Senator Jim DeMint knows when a brand's gone bad and what to do to fix it. The South Carolina Republican spent more than 25 years in advertising before going into politics, and his demeanor from the pin stripe suit to his salesman pitch delivered with a smile has a Mad Men quality to it, almost as if Don Draper had been thrown forward 50 years and his only client was the Tea Party movement.
The Grand Ole Party's brand has been failing for some time, DeMint says in an interview at the Capitol Hill Club an exclusive Washington institution for Republican members and Senators. "The angst was growing during the Clinton years, during the Bush years. And then the bailout was the wake up call," DeMint says. "The Tea Parties, they're just saying: 'Enough is enough.' The question is are Republicans going to open their arms and say, 'We're sorry we made a mistake, trust us again.' Or are they going to keep spit-balling them?"
For years, DeMint has been the Cassandra of the fiscal right, warning that his colleagues were ignoring their base on everything from No Child Left Behind and the Medicare Prescription Drug Program to the Bridge to Nowhere. Such gloom and doom not to mention to DeMint's amazing capacity to singlehandedly gum up the Senate when he objects to a spending bill would in years past have earned him the chairmanship of the Subcommittee for Underwater Basket Weaving.
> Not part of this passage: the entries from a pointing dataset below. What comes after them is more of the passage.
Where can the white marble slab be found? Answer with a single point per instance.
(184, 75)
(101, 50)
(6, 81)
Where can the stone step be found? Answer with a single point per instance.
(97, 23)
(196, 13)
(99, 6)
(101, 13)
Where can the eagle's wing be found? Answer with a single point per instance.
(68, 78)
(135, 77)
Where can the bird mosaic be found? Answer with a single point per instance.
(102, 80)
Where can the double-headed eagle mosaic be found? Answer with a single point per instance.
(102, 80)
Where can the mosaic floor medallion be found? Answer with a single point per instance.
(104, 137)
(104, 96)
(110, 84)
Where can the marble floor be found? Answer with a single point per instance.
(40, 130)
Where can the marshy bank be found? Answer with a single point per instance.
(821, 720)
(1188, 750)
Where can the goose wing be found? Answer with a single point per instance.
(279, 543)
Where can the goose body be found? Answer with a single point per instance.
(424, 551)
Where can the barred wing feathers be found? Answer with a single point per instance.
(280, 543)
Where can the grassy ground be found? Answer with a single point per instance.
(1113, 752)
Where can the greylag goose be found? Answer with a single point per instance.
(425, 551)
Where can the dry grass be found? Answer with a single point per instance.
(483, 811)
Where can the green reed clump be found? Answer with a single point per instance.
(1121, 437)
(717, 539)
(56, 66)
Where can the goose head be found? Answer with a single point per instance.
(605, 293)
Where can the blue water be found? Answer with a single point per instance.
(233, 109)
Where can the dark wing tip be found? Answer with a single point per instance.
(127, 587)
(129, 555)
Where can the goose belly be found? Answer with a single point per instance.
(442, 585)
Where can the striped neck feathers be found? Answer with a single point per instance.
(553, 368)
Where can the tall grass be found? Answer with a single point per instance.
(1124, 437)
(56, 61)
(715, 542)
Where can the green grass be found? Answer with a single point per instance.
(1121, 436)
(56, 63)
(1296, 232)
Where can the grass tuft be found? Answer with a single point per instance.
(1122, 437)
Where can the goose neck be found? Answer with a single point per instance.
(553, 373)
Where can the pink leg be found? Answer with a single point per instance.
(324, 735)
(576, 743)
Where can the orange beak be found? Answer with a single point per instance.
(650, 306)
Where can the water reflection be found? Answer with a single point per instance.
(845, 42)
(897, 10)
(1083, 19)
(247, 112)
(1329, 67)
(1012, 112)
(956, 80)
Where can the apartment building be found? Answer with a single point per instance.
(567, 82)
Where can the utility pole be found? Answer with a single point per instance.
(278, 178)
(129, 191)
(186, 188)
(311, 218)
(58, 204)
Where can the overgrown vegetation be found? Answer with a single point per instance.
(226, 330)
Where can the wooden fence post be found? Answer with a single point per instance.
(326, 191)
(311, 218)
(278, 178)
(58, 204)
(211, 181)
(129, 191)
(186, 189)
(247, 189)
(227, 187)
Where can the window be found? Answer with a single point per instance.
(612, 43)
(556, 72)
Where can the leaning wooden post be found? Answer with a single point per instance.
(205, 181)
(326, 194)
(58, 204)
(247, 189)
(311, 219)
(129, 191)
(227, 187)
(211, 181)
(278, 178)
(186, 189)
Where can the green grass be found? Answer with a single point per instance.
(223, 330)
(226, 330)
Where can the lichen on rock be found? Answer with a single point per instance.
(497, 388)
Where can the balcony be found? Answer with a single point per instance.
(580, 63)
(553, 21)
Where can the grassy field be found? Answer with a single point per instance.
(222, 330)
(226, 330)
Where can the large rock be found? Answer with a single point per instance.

But this cycle, Jim DeMint is a prophet. "I think for most Republicans in the Senate the Tea Party is viewed as a threat; to me it's the cavalry I've been waiting for," DeMint says with a laugh.
And so, with his army at his back an army that has given him more than $1 million to recruit potential lieutenants DeMint set off to remake the Republican Party's brand. He had his political action committee rate all of his colleagues on their ideological purity; only one person scored 100, DeMint. His first target was one of the lowest scorers, Pennsylvania Senator Arlen Specter. Disgusted with Specter's betrayal on the stimulus bill and weary of fighting the ardent appropriator's earmarks, DeMint endorsed Specter's primary opponent, former Pennsylvania Rep. Pat Toomey. Five days later Specter left the Republican party, a victory in DeMint's book.
Next DeMint bucked the party establishment, which had lined up behind Florida Governor Charlie Crist to fill retiring Senator Mel Martinez's seat. DeMint endorsed little-known Marco Rubio, a former Florida Speaker of the House, and helped him raise more than $300,000. "Jim DeMint believed in me when the only people who believed in me lived in my house," Rubio told the annual Conservative Political Action Conference to a standing ovation and shouts of "DeMint for President!" Crist last month left the Republican Party to run as an Independent after polls showed Rubio beating him by more than 20 points in the GOP primary.
Since then, DeMint has endorsed what he calls "rock-solid Republicans" in Senate GOP primaries in California, Texas, Colorado, Indiana, Kentucky and Utah. None are the candidates his party leaders would prefer. "When the grassroots gravitate towards a candidate and that candidate is not supported by the leadership here, I do everything I can to get those candidates a voice and a platform so at least Republicans know that they have an alternative," DeMint says. Sometimes his efforts are successful, as with Rand Paul, who on Tuesday beat Senate Minority Leader Mitch McConnell's protégé, Kentucky Secretary of State Trey Grayson, to become the Republican nominee for the Senate in the Bluegrass State. Other times, he's not: his pick for the open Indiana Senate seat, Marlin Stutzman, lost to former Senator Dan Coats even after DeMint raised $200,000 for him.
For some Republicans, DeMint is fighting an ideological war at the expense of practical politics. He and his candidates are drawing millions away from the party, its committees and their candidates. DeMint's snowballing effort has frustrated Senator John Cornyn, charged with electing Republicans to the Senate. DeMint's goal "is to try and move the Republican conference in a more conservative direction," Cornyn told McClatchy Papers last week. "But I think as a pragmatic matter, we've got to nominate Republicans who can get elected in their states."
Is the former ad man starting a revolution? No, but he'll settle for five more Republicans like him in the Senate come November, a prospect that scares Democrats and worries some Republicans who see DeMint as an obstructionist. "Jim is trying to express the frustration that a lot of people feel and I think that's a healthy thing as long as we can come together after the primary," says the senior senator from South Carolina, Lindsey Graham, also a Republican. "But somebody's got to fix immigration, somebody's got to fix Social Security. Somebody's got to do something about out long-term debt and that's going to require bipartisanship."
But, to DeMint, bipartisanship is not a slogan that's going to work for Republicans or Democrats in 2010.